The Magic of P3s

Public private partnerships are finding new ways to help municipalities with safety and security planning and goals

Wohlstetter: With tax revenues declining and many competing priorities, cities struggle to put more police officers on the street, and incurring the salary, health care and pension liability that such new hires entail. Video surveillance makes the existing police officers more effective, both in the areas they can cover and the convictions they can deliver. Officer safety is also enhanced, since officers now know more about the situations they are responding to. Budget cuts also force a city to focus on those services which must be delivered by municipal workers (police, for example) and which services can be delivered more cost-effectively by the private sector. Video surveillance is not a core municipal function, but rather a proprietary function best delivered by the private sector.

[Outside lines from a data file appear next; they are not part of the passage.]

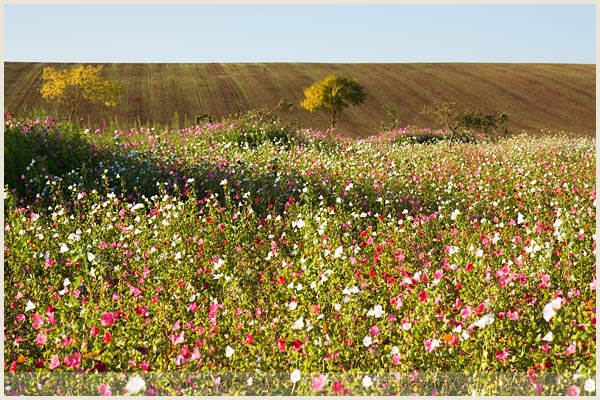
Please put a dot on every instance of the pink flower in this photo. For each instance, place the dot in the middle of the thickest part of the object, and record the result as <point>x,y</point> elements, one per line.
<point>73,360</point>
<point>36,321</point>
<point>431,345</point>
<point>338,387</point>
<point>374,331</point>
<point>502,355</point>
<point>104,390</point>
<point>465,312</point>
<point>41,339</point>
<point>94,331</point>
<point>54,362</point>
<point>107,319</point>
<point>249,339</point>
<point>573,391</point>
<point>195,354</point>
<point>318,382</point>
<point>179,339</point>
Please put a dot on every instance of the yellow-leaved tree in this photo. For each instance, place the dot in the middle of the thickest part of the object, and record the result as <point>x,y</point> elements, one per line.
<point>73,86</point>
<point>332,95</point>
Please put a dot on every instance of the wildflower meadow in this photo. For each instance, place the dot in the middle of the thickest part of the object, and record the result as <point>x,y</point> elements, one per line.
<point>252,257</point>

Q. How and why should integrators get involved in the very beginning of projects? How does this affect their success rate in winning projects?


Farber: Integrators are better acquainted with the most current technological trends and should keep their clients informed of what is available to better address protection of their assets, personnel and customers at the beginning of each project. Membership in a P3 offers a great networking opportunity. Integrators’ clients’ specific security needs should be addressed completely and not be compromised under any circumstances within reason. If a security issue arises or when a criminal act has been perpetrated, the integrator’s expertise and help may be called upon when LE intervenes. This type of involvement can enhance an integrator’s public profile. The success rate in a winning project will be affected by an ethical business approach, superlative customer service and unencumbered dedication to the project from the very beginning. My own CSO experience with upgrading surveillance and access control at several warehouses started with a carte blanche budget from my CEO. Six integrators were interviewed. Four hadn’t the time nor desire to understand my various security challenges. One came in with numbers that could choke a horse and an unreasonable installation time. The integrator to whom the contract was awarded took the time to fully comprehend the pervasive, criminal subculture I needed to eliminate and respected my needs to collaborate with a professional team of skilled technicians and regularly communicate with them whenever an emergency became apparent.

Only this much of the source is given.